After not one, but two hospital stays, I have gathered so many stories that one post will not do. Seriously. If it could happen, it happened to me. An army of friends swooped in to guide me through the haze. Some parts I don’t remember (or I’ve wisely blocked out), so I will be relying on their expertise to help me correctly tell the tale. Here’s a list of questions that will be answered in upcoming posts:
- Why is it that my abdomen attracts hotter than crap doctors?
- Where is your appendix?
- Where are my panties?
- Where is Caroline?
- Did Methodist Hospital feed me pennies?
- How many student nurses does it take to draw blood?
- What’s the most annoying phone call you can receive while post-opp?

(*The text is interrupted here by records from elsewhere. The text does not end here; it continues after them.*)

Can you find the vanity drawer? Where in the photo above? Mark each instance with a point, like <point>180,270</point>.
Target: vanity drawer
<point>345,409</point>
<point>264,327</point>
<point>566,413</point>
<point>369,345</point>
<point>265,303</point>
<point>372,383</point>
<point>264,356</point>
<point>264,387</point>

- Do I really need a potassium drip? Or can I just eat a banana?
- Is that an appendix cramp? Or a menstrual one?
- How does a Brita water jug work? (Courtesy of Linea)
- Is passing gas the same as pooping?
- Is pooping the same as passing gas?
- Does anyone know how to speak Filipino?
- Is there anyone on this side of the flood who can pick me up?
Thank you all for your kind wishes and sweet messages. They truly helped me through a difficult time. Once again, I am overwhelmed by our little community. My cup runneth over.